Most women experience these symptoms of perimenopause and premenopause between the ages of 43 -55.
The most commonly reported symptoms include the following…
Mood changes
Irritability, impatience, or increased risks of depression are sometimes experienced during this time. A woman may realize she is not responding normally to minor life stresses, yet still struggle with her feelings and reactions.
Hot flashes and sleep problems
Approximately 70 percent of women experience hot flashes. This classic symptom usually occurs during late perimenopause. Women report a wide range of variation in the duration, frequency, and intensity of these symptoms.
“Night sweats” can introduce sleep problems in women who have never had problems sleeping thru the night before.
Even individuals who don’t suffer from serious hot flashes may still notice a change in their sleeping patterns.
Difficulty getting to sleep, as well as waking much earlier than desired is a frequent problem for women during this time.
Decreasing fertility
As menopause itself is essentially the transition point where a woman is no longer fertile and capable of reproductions, it stands to reason the ability to conceive decreases during this time.

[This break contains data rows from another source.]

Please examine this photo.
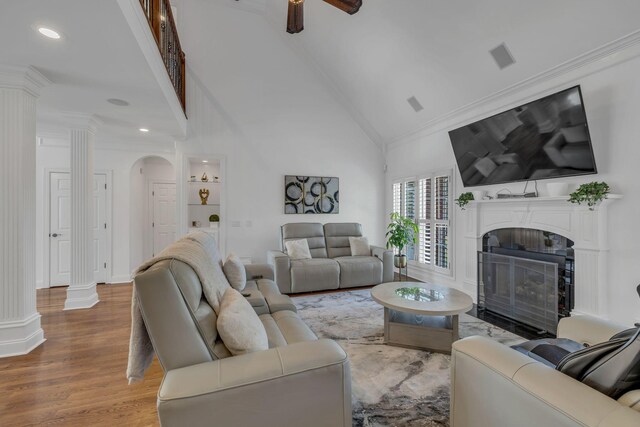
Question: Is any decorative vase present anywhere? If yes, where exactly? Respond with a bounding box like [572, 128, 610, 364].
[393, 255, 407, 268]
[198, 188, 209, 205]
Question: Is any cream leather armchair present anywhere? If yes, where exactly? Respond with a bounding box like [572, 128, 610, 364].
[451, 316, 640, 427]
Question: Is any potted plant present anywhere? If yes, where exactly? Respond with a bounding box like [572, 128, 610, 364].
[455, 191, 474, 210]
[386, 212, 418, 268]
[568, 181, 609, 211]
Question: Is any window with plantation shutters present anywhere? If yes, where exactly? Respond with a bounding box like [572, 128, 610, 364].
[392, 171, 451, 273]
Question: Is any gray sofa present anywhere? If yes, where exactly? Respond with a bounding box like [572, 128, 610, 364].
[134, 236, 352, 427]
[450, 316, 640, 427]
[267, 222, 393, 294]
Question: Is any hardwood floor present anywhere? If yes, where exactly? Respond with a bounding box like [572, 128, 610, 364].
[0, 285, 162, 427]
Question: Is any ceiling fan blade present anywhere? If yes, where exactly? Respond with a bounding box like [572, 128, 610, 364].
[324, 0, 362, 15]
[287, 0, 304, 34]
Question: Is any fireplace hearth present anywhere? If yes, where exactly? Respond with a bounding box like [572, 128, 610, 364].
[477, 228, 575, 334]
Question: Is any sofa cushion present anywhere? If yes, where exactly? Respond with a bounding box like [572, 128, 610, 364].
[280, 222, 327, 258]
[324, 222, 362, 258]
[291, 258, 340, 292]
[335, 256, 382, 288]
[285, 239, 311, 260]
[242, 281, 269, 315]
[260, 310, 318, 348]
[217, 288, 269, 356]
[222, 254, 247, 291]
[245, 279, 297, 314]
[349, 236, 371, 256]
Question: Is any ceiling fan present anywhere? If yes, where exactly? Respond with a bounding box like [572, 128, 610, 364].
[287, 0, 362, 34]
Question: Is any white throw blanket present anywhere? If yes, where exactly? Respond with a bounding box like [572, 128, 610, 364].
[127, 231, 231, 384]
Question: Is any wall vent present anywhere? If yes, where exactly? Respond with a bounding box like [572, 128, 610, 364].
[489, 43, 516, 70]
[407, 96, 424, 113]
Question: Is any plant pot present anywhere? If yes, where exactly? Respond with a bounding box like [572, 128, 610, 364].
[393, 255, 407, 268]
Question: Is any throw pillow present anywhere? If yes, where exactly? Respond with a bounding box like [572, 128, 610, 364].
[284, 239, 311, 259]
[349, 237, 371, 256]
[222, 253, 247, 291]
[217, 288, 269, 356]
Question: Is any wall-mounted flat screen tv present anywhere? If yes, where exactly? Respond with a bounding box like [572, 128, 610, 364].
[449, 86, 597, 187]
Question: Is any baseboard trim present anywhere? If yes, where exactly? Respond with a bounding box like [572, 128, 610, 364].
[64, 282, 100, 311]
[107, 275, 133, 284]
[0, 313, 46, 358]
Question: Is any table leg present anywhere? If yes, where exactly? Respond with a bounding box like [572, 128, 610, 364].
[384, 307, 390, 343]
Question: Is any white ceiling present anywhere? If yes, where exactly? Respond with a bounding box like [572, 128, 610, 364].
[0, 0, 640, 147]
[0, 0, 185, 142]
[262, 0, 640, 142]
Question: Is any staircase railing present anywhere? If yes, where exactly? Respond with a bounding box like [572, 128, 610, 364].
[140, 0, 186, 114]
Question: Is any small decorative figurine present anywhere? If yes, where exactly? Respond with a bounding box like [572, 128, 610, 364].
[198, 188, 209, 205]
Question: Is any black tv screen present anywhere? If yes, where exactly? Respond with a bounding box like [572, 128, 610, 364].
[449, 86, 597, 187]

As long as a woman is having periods, pregnancy remains a possibility. However, with ovulation becoming more erratic as the body begins to “gear down” during this time, the ability to conceive likewise diminishes.
Menstrual irregularity
Ovulation becomes erratic during this time.
The time intervals between periods can be longer, shorter, or skipped altogether.
Vaginal and bladder problems
As estrogen levels decline, the vaginal tissues lose both lubrication ability and elasticity.
Loss of muscle tissue tone may also introduce problems with frequent urination and/or urinary incontinence.
Changes in sexual function
During perimenopause, sexual arousal may decline.
Medical professionals debate the true cause of lessened interest in sexual activity in the aging female.
Some researchers believe hormonal change is the underlying culprit.
Other researchers contend that testosterone more so than estrogen is the “aggressive” hormone that ignites desire.
These researchers theorize self-perception, attitude, and other mental aspects have more to do with libido changes than do estrogen declines.
This latter group of researchers point to studies that reveal women with active and healthy sex lives prior to the perimenopausal years, usually continue to be sexually active even after menopause.
Loss of bone
Although both men and women suffer from bone loss with age, women are more prone to osteoporosis.
The rate of bone loss is proportional to the decline of estrogen in women. It is for this reason you will see so many advertisements for Calcium and Vitamin D aimed at women.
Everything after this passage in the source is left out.